Martin Sulzmann
Bottom-up parsing
Scan input from left
Recognize right-hand side of production rules
Shift/reduce operations
Let’s build the LR(0) item set for the following grammar.
S -> E
E -> id
E -> (E)
E -> E+E
E -> E*E
We start with
I0 : { S -> .E, E -> .id, E -> .(E), E -> .E+E, E -> .E*E }
Recall that the . indicates how much of a right-hand
side we have already recognized.

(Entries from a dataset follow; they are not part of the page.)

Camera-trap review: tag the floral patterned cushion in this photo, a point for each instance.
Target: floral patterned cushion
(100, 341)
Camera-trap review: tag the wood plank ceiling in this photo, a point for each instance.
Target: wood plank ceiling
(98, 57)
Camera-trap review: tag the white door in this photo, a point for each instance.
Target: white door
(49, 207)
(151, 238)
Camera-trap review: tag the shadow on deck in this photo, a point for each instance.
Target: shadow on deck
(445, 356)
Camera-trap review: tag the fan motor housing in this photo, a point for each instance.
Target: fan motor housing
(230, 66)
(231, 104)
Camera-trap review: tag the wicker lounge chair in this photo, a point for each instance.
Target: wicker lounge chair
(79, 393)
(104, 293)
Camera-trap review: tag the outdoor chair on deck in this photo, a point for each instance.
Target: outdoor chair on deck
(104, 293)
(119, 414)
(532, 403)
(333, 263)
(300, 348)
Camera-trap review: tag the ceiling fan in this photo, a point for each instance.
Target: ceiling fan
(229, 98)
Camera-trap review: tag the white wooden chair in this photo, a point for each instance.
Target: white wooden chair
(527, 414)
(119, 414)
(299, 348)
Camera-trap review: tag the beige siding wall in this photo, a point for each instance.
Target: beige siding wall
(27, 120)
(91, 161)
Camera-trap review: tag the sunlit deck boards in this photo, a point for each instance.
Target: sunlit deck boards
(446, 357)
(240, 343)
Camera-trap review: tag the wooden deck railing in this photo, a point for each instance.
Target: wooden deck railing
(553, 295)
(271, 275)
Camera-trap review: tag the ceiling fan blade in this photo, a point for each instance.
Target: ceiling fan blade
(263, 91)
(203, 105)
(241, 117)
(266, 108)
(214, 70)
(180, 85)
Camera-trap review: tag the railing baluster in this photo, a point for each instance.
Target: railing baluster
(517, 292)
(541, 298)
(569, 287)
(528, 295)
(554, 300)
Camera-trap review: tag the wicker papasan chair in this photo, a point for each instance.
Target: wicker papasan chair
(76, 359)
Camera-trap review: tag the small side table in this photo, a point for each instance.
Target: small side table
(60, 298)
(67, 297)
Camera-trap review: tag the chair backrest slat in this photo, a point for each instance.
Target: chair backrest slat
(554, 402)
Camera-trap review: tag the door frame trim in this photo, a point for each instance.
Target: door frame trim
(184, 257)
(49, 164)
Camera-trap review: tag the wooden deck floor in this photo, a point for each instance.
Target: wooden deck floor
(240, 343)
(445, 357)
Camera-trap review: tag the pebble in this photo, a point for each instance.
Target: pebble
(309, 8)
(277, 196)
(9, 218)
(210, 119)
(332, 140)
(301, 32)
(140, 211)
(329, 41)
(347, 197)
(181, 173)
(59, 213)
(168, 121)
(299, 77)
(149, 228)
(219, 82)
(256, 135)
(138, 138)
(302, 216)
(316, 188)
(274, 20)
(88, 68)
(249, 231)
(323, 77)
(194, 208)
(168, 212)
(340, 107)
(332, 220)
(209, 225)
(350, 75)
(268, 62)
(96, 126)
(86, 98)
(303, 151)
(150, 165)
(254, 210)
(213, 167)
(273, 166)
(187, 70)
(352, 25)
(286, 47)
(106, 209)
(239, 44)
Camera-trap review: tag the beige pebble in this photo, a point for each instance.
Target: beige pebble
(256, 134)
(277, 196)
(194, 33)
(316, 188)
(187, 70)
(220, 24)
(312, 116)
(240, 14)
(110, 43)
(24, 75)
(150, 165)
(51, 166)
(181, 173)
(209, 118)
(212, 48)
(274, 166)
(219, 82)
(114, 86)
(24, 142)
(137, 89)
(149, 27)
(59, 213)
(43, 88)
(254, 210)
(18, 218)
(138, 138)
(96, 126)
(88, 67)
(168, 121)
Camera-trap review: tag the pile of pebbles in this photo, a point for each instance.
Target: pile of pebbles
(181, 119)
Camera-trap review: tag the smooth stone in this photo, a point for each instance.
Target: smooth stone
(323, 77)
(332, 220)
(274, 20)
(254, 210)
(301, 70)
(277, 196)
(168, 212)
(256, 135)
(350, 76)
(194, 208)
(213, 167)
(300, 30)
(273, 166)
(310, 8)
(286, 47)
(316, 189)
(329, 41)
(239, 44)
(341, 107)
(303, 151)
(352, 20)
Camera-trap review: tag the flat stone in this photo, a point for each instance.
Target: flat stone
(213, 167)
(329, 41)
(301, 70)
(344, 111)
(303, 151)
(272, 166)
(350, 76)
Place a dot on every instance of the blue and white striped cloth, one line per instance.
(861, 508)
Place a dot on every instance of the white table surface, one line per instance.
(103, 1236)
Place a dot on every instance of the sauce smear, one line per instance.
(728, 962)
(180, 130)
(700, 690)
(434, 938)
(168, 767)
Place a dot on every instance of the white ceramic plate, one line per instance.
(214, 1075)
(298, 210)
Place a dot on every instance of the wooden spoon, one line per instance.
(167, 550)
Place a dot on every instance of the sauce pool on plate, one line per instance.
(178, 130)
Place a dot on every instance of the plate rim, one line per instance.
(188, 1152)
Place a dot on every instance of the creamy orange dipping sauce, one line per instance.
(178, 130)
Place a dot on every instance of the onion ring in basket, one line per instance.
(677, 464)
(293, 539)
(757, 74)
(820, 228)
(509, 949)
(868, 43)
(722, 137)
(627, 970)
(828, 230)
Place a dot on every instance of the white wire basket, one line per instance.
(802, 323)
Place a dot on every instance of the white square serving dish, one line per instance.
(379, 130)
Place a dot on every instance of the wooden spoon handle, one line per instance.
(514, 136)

If the . hits a
non-terminal, we pull in the respective rules for this non-terminal.
We build item sets by checking which ‘symbols’ can be consumed. A symbol can either be a terminal or a non-terminal (symbol, here you go we overload the term symbol).
Starting from I0, possible symbols to be consumed are:
id, (, E. This results into the
following three item sets.
consume id
I1: { E -> id. }
consume (
I2: { E -> (.E), E -> .id, E -> .(E), E -> .E+E, E -> .E*E }
consume E
I3: { S -> E., E -> E.+E, E -> E.*E }
Observations:
We seem to have a shift/reduce conflict for I3:
S -> E. versus E -> E.+E. However, we
can resolve this conflict as the reduction S -> E. only
applies in case we hit the EOF symbol.
The process of “shifting” the . across the
right-hand side resembles the derivative operation we have seen in the
context of regular expressions.
Let’s continue to build the remaining item sets and transitions. We
write StartItem - symbol -> NextItem to indicate the
resulting transitions of the FSA obtained by building item sets.
I0 - id -> I1
I0 - ( -> I2
I0 - E -> I3
I2 - id -> I1
I2 - ( -> I2
I2 - E -> I4
I3 - + -> I5
I3 - * -> I6
I4 - ) -> I7
I4 - + -> I5
I4 - * -> I6
I5 - id -> I1
I5 - ( -> I2
I5 - E -> I7
I6 - id -> I1
I6 - ( -> I2
I6 - E -> I8
I7 - + -> I5
I7 - * -> I6
I8 - + -> I5
I8 - * -> I6
I0 : { S -> .E, E -> .id, E -> .(E), E -> .E+E, E -> .E*E }
// I0 - id -> I1
I1: { E -> id. }
// I0 - ( -> I2
I2: { E -> (.E), E -> .id, E -> .(E), E -> .E+E, E -> .E*E }
// I0 - E -> I3
I3: { S -> E., E -> E.+E, E -> E.*E }
// I2 - E -> I4
I4 : { E -> (E.), E -> E.+E, E -> E.*E }
// I3 - + -> I5
I5 : { E -> E+.E, E -> .id, E -> .(E), E -> .E+E, E -> .E*E }
// I3 - * -> I6
I6 : { E -> E*.E, E -> .id, E -> .(E), E -> .E+E, E -> .E*E }
// I5 - E -> I7
I7: { E -> E+E., E -> E.+E, E -> E.*E }
// I6 - E -> I8
I8: { E -> E*E., E -> E.+E, E -> E.*E }
Observations.
We encounter shift/reduce conflicts in I7 and
I8.
This is no surprise as we know that this grammar is unambiguous!
How to resolve these conflicts?
S -> E
E -> T+E
E -> T
T -> F*T
T -> F
F -> id
F -> (E)
* has precdence over +
Both operations are left-associative
If we are in state 9 (item set I7) and lookahead is
+, then reduce (left-associative). If lookahead is
*, then shift (precedence).
If we are in state 10 (item set I8) and lookahead is
*, then reduce (left-associative). If lookahead is
+, then reduce again (precedence).
This special case can be deal with in yacc by specifying
that * has a higher precedence than +.
Recall
Stmt -> if E then Stmt else Stmt
Stmt -> if E then Stmt
Stmt -> other
This grammar is ambiguous. For example, consider
if expr then if expr then other else other
Disambiguation: “Match closest then”.
Stmt -> Match
Stmt -> Unmatch
Stmt -> other
Match -> if E then Match else Match
Match -> other
Unmatch -> if E then Stmt
Unmatch -> if E then Match else Unmatch
This grammar should be accepted by yacc, hence, belongs to the class LALR(1).